ニワトリ男が手に持っているのは拳銃だった。黒い銃身が炎を反射して赤く染まっているように見える。
「ハッハハ」ハギワラが無理に笑い声を出したけど、恐怖で震えていた。「冗談だろ。まさか本物じゃないよな?」
「いえ、もちろん本物でございますよ。試し撃ちしてみせましょうか?」ニワトリ男が銃口を車内に向けると、皆が一斉に悲鳴を上げて頭を下げた。わたしも咄嗟に大輔くんの胸に抱きつく。

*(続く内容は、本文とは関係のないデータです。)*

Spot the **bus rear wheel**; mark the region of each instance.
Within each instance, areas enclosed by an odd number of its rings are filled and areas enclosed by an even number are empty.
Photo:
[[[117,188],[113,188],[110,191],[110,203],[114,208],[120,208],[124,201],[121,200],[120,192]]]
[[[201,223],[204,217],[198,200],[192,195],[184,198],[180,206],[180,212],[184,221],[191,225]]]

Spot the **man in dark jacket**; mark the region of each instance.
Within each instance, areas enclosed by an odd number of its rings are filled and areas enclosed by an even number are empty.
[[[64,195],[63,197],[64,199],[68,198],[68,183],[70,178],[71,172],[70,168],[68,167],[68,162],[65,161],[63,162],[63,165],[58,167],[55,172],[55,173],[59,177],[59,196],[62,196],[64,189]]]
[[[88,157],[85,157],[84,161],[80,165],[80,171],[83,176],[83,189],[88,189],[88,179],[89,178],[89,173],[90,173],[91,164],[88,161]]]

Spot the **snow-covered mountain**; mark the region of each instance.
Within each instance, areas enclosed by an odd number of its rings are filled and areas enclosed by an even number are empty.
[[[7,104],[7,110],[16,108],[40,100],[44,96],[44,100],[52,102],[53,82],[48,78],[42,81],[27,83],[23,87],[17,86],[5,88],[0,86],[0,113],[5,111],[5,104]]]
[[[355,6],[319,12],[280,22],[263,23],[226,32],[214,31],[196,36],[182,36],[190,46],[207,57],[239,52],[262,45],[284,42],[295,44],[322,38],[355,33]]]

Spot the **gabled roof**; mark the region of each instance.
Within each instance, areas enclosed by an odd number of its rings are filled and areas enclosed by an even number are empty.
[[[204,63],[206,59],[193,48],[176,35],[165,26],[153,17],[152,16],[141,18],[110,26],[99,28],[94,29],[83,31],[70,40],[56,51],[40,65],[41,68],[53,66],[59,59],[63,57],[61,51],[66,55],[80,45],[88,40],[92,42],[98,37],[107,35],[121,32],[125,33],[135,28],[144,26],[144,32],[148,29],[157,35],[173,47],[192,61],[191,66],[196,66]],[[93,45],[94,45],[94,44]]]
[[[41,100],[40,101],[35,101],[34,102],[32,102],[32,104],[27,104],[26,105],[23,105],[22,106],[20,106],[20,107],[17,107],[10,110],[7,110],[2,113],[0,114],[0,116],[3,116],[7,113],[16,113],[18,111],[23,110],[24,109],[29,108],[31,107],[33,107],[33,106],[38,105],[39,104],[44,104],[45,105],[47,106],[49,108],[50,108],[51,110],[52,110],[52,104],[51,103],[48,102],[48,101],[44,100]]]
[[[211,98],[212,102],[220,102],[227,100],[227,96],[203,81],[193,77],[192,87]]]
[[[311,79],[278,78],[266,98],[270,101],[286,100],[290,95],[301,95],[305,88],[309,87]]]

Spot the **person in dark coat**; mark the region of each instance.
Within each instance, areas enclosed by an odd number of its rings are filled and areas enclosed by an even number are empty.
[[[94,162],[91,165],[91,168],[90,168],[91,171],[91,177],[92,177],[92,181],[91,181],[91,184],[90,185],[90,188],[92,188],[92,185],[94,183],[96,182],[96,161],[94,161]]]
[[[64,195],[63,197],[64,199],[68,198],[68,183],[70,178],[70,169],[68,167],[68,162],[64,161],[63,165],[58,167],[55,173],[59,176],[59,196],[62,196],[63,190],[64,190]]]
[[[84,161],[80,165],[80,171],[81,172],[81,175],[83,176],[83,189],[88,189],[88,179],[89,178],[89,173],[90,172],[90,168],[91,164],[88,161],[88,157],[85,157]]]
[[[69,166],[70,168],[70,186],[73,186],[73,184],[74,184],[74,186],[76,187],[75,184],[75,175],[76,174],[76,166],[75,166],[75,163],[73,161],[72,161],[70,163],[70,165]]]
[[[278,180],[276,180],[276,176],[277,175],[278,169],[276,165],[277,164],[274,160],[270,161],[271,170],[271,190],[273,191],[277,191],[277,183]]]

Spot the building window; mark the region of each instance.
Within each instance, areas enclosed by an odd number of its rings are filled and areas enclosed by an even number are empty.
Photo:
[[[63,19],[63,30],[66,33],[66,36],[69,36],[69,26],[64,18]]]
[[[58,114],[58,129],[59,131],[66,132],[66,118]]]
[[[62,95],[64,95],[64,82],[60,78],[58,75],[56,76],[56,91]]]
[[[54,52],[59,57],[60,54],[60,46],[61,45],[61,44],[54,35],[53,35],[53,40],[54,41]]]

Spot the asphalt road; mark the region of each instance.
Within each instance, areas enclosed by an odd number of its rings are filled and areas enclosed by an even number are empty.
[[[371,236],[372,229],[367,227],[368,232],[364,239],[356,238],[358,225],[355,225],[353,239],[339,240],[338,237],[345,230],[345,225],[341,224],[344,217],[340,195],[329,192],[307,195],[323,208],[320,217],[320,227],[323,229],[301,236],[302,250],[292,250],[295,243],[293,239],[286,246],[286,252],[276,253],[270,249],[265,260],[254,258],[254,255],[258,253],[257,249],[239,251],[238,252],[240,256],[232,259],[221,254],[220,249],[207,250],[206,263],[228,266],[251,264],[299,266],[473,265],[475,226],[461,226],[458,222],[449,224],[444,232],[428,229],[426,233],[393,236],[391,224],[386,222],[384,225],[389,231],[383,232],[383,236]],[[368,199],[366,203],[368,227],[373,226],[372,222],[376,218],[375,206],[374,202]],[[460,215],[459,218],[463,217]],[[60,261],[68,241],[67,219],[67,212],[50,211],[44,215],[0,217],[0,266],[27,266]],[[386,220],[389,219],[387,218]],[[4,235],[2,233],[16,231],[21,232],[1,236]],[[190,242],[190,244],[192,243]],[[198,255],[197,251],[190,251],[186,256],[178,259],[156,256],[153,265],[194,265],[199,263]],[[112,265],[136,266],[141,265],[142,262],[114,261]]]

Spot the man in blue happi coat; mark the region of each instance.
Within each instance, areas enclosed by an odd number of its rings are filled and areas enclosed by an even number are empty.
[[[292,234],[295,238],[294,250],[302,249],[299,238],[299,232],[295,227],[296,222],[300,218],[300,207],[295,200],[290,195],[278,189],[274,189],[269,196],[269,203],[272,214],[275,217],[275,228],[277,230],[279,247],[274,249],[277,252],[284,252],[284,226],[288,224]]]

「大丈夫だ」と、大輔くんはわたしの背中を優しく撫でてくれた。その大きな手に安心して顔を上げると、
「ご無礼をお許しください」ニワトリ男は、わたしたちをバカにしたように、わざと深く頭を下げて、ゆっくり顔を上げた。「途中で恐ろしくなって車を降りる人がいないとは限りません。そうなれば、他の皆様も死にそびれてしまうことになるのです。裏切り者が出ないよう、わたくしがここできっちり見守らせて頂きます」
「へっ、俺はそんなチキンじゃねえよ。ここでおとなしく死んでやる」ハギワラが震える声で精一杯強がると、「そうそう。うちらは死にたくてここに来てるんだからさ、余計なお世話」カワサキが加勢した。
「わたくしもそう思います。ハギワラ様とカワサキ様は途中で逃げ出すような臆病で卑怯で無責任な人間ではない」ニワトリ男のオーバーな言い方に二人は苦い物でも食べたみたいな顔をするだけで何も言い返さない。「他の皆様のことも、素晴らしい人格者だと思っております。わたくしがここで見守らせて頂くのは、ただの保険でございますから、お気を悪くさせてしまったなら謝ります。申し訳ありません」
もう一度、深く頭を下げたニワトリ男の輪郭がぼやけて見えた。「あれ?」と瞼をこすると、「睡眠薬が効き始めた。俺もだ」大輔くんは口をもごもごさせて言った。隣を見ると、大輔くんは今にも瞼を閉じそうになってる。前にいるオクガワさんはもう寝てた。
「あっと、危ない」顔を上げたニワトリ男は、慌ててドアの取っ手に手をかけた。「サトウ様が寝てしまわないうちに閉めてしまいますね。では、よい旅を。皆様、今世ではお疲れ様でした」ドアを勢いよく閉めたけど、もう誰も驚かなかった。身体からどんどん力が奪われていくのを感じる。わたしは大輔くんから離れて背もたれに背中を預けた。瞼が重たい。目を閉じる間際、サトウさんが身体をふらつかせながら、ドアの隙間にガムテープを貼る姿と、ニワトリ男が車から一歩離れて、右手で拳銃を持ったまま直立する姿が見えた。それから、練炭コンロの火が燃え上がって、あちこちに火の粉が飛び散るのが目に眩しく映った。オレンジ色が閉じた瞼の裏にも透けて見える。火がどこかに燃え移って、練炭の煙で死ぬ前に焼け死んでしまうんじゃないかと不安になった。だけど、それならそれで構わないとすぐに考え直した。わたしには、きれいな身体で死にたいだなんて願望はない。ただ、苦しまずに死ねればいいだけ。それに、このまま焼け死ねば、火葬の手間だって省ける。
お母さんの姿が瞼の裏に浮かんだ。今日、学校へ行く前、珍しく起き出して、「行ってらっしゃい」と笑顔で手を振ってくれた時の。何で今日に限って見送ってくれたんだろう? いつもは夜の仕事で疲れ切って、起きてくることなんて滅多にないのに。……まあいいや、そんなこと。